What's it like to visit Manchesterplatz?

Wednesday 10 April 2024 10:00

When Sir Bobby Charlton passed away last October, it meant United’s last direct link to the Munich Air Disaster had left our world.

Those that watched the Busby Babes play are getting older too, so living memories of the players that left us in 1958 are slowly fading. 
Those factors mean it falls to the club and United fans to preserve such precious recollections and stories – something which supporter-led charity Manchester Munich Memorial Foundation has been focusing on since it was founded in 2018.
One of the MMMF’s imperatives is ensuring the legacy of the disaster is 'handed on to future generations’ and, with that in mind, each year they invite an adult and child who have never been to Munich before to attend the annual memorial service.

Forever remembered


On 6 February 1958, 23 people - including eight United players - suffered fatal injuries in the Munich Air Disaster.

This year, that honour fell to Irish Red Alan Egan and his niece, Sarah, from County Kildare, who our matchday programme, United Review, recently invited to be the latest fans to feature in the much-loved ‘handshake’ illustration.
“I get emails from the club every week, because I’m a member,” Alan explains. “And I was sitting in work one day and got this email about the competition [to go to Munich], so I just clicked on to it and thought: that would be interesting. 
“I thought we’d give it a go.

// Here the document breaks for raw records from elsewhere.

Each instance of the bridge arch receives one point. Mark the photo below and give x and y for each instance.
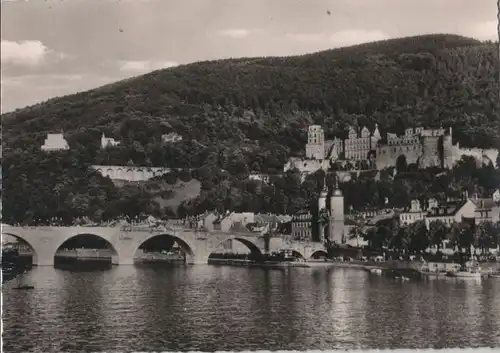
(185, 245)
(296, 253)
(317, 253)
(248, 243)
(86, 237)
(34, 252)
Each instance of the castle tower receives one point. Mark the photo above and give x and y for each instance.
(448, 150)
(315, 148)
(336, 229)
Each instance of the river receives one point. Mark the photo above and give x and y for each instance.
(208, 308)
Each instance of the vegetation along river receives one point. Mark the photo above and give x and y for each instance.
(208, 308)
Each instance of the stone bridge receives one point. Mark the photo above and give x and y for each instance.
(123, 242)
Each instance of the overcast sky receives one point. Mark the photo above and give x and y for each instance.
(52, 48)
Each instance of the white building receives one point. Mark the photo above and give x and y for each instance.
(413, 214)
(55, 142)
(108, 141)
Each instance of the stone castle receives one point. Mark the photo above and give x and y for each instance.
(423, 147)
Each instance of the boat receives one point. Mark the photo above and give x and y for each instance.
(437, 269)
(319, 263)
(469, 270)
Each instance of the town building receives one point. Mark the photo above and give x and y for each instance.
(55, 142)
(451, 212)
(413, 214)
(420, 146)
(108, 141)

I didn’t tell Sarah about it until we’d actually won, but it was very exciting when we found out.”
The pair were tasked with reading out the names of the deceased at the ceremony in Trudering-Riem, and laying a wreath on behalf of United fans.
“Sarah would be very shy and so was I,” admits Alan. “We wouldn’t be the best at talking in front of people. But everyone [from the MMMF] was very good with us. We got to meet Mike Phelan as well, and he was very nice, a real gentleman. That really settled us down.
“Sarah did a brilliant job. When we first got there it was a bit daunting, because the MUTV cameras were right in front of us, about four feet away, which we weren’t expecting. But we got through it very well and everyone was really good with us. 
“Afterwards, we went for dinner and people stopped to congratulate us for the ceremony; one of the guys asked if he could shake Sarah’s hand! So that was a really nice touch from the fans.”
Meeting Mike Phelan helped settle the pre-ceremony nerves, says Alan.
Sarah, a secondary school student, was already well versed on the Babes’ story due to her uncle’s enthusiasm for United. Before the trip was on the horizon, she had been given books on the subject and was working on a project about the disaster.
“It was really sad to hear about it [the disaster],” she says. “I finished the project and made it a little booklet that had a timeline of everything that happened. It was for my classroom-based assessment and I had to present it to the teacher.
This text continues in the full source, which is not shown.